P (holding up a picture): First I took a sponge and gave the canvas a wash of blue paint thinned with turpentine. Ultramarine, straight from the tube. Banal in a way. I did it quickly to avoid thinking too much about it. Because once it’s done, it’s done, so to speak.
I: How do you mean?
P: Because my next move had to be a response to the blue surface. So I put some black fields down at the bottom. I felt it needed it. But suddenly it looked like black earth and a blue sky. I should have seen that coming, but I didn’t think of it. So I quickly added some red blotches in the middle, so no one could mistake it for a landscape.
I: What’s the problem with a landscape?
P: Well, that’s not what I wanted. Unfortunately, the red blotch looks false. Somehow free, but ultimately contrived, with feigned reckless strokes. It’s the worst thing I can think of. When something looks false. Unless the falseness is intentional, of course. Deliberately fawning. Then it can actually be interesting. But that wasn’t the case here. So I decided to paint a black rectangle over the red patch. After all, it’s better if it looks amateurish than if it looks deliberately reckless. “Reckless”. Anyway, the rectangle wasn’t quite right either.
I: Why not?
P: It just didn’t work. It was neither free nor vital, spontaneous or anything. The only thing it did was hide an error.
(They are interrupted by a frantic knocking on the door. Irritated, the painter goes to the door and opens it, but closes it again immediately. We hear steps receding into the distance. I and P resume their conversation.)
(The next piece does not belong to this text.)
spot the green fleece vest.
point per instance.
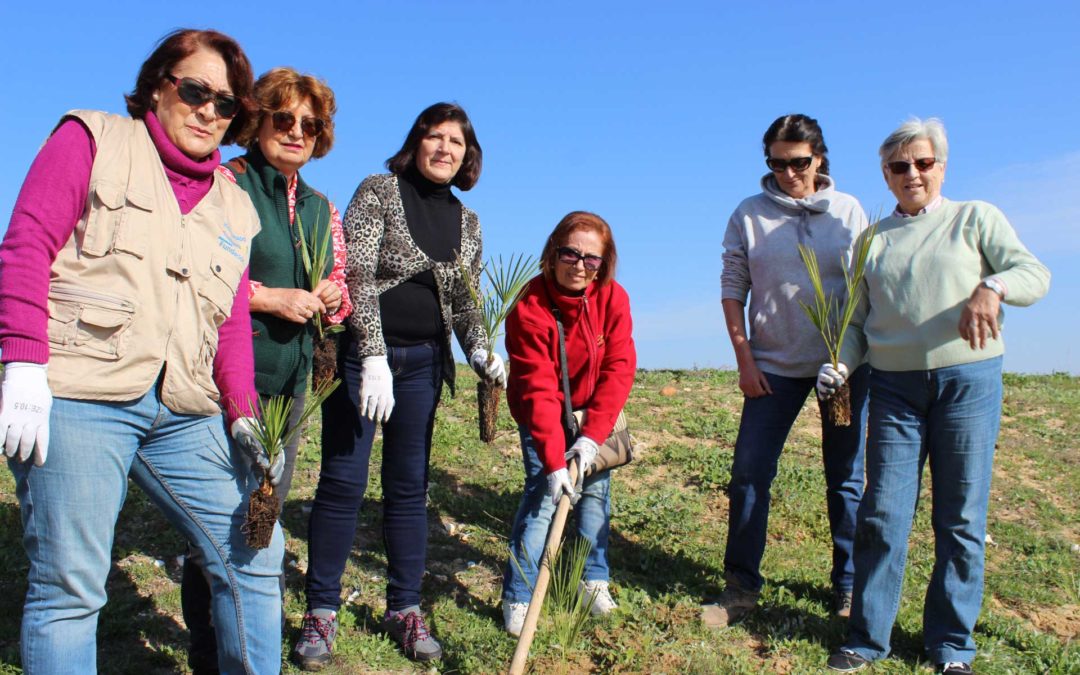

I: Okay, so what did you do with the picture then?
P: I started a new one, this one here (holding up another canvas). This time I started with a few green lines to one side. That looked alright. So I carried on with yellow, extended the green and yellow towards the middle, so that half the picture is yellowy-green and the rest still white. Hm.
I: What were you thinking of when you did that?
P: I was trying to think of autumn, and the mistakes you make in the autumn.
I: Is that what the picture’s about?
P: No, my pictures aren’t “about” anything. Anyway, then I added a small black blob over on the side there, on the white. Because I didn’t want it to look like I had a kind of fetish about the white surface. I wanted to show that it wasn’t something that had to be preserved, you know.
I: So you like the blob?
P: Well, it’s probably the most successful bit of the picture. The blob is political, while the rest of the picture is more psychological.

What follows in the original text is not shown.